Based upon gameplay interaction, in their current exhibit “The Art of Video Games” the Smithsonian American Art Museum (SAAM) divided content into four Genres: Action, Target, Adventure, and Tactics. This taxonomy pretty much summarizes our Fabrication Unit process on the project.
Action
In July 2011 OEC contracted with SAAM to prototype, then build, twenty Genre Kiosks for the traveling exhibition “The Art of Video Games.” These brightly colored consoles house audiovisual programs tracing the evolution of video-game art.

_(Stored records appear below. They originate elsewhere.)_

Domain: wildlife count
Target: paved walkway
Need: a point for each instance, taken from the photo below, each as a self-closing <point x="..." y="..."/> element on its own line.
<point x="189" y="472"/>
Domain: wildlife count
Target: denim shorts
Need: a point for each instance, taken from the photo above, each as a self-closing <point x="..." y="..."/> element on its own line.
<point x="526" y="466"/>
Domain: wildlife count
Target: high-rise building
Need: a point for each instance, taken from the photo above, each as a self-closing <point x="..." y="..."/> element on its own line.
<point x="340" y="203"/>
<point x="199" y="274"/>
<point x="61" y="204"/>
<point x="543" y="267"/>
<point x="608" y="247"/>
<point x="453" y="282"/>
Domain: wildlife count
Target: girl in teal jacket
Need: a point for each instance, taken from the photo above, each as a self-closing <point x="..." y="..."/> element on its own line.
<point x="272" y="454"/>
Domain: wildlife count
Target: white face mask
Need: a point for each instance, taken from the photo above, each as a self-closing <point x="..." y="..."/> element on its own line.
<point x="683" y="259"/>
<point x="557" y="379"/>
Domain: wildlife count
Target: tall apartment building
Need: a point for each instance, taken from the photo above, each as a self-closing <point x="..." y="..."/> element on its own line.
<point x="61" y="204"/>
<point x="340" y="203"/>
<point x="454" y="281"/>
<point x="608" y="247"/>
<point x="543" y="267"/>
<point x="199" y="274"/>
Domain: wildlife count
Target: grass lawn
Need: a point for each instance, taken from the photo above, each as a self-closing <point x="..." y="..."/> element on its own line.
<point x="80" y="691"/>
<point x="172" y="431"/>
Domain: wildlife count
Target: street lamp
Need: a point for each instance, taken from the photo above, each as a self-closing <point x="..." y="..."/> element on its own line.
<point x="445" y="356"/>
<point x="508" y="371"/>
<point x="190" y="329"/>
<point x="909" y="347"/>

After prototype approval in late September 2011, production proceeded apace through the December doldrums to delivery in February 2012. The exhibit opened the following month to record crowds at the Donald W. Reynolds Center (DWRC), where it will remain until a national tour begins in October 2012.
Target
Collaborating with SAAM Visual Information Specialist David Gleeson, OEC refined the original drawings, distilling a construction package that lent itself to heavy use of our Onsrud CNC Panel Router. Under the tutelage of Adam Bradshaw, project lead fabricator and taskmaster (in the best sense of this term), much of the detailing was crafted by Bassem Shaaban, a gifted summer intern and recent Howard University graduate whom we eventually hired to build the prototype. The job represented our first significant in-house CNC production run of exhibit casework.
Adventure
To build the Kiosks, we moved boldly into unfamiliar territory. After some experimentation with a cold metal finish on the gray Kiosk bodies, OEC opted for a pre-catalyzed waterborne lacquer system, a durable, if finicky, alternative to our traditional acrylic latex paint. Here the assistance of volunteer Bobby McCusker, who is familiar with auto body work in his other life, and Michael Arndt, our capable Department of Veterans Affairs NPWE trainee, was critical. To date we are pleased with the lacquer’s performance.
We also were adventurous (for us) in our selection of assembly hardware, deciding, for example, to pair racing latches with routed HDPE locator cones in affixing top to bottom Kiosk body sections.
And the project included some audiovisual electronic assembly, unusual work for OEC. With guidance in gear selection from an outside contractor, and benefiting from Adam’s US Holocaust Memorial Museum experience, we negotiated this challenge successfully.
Tactics
Like most SI exhibit shops, OEC is learning to work efficiently with reduced permanent staff. To compensate on this SAAM project, we depended upon rapid, relentless parts fabrication by the Onsrud CNC Router, the in-house cooperation of our Fabrication and Model Making Units, and (as already noted) beaucoup hours of clever contributions from interns/volunteers. This effort seems to have borne fruit; OEC recently contracted with SAAM to build the Archive Wall for a Nam June Paik exhibit opening at DWRC in December 2012.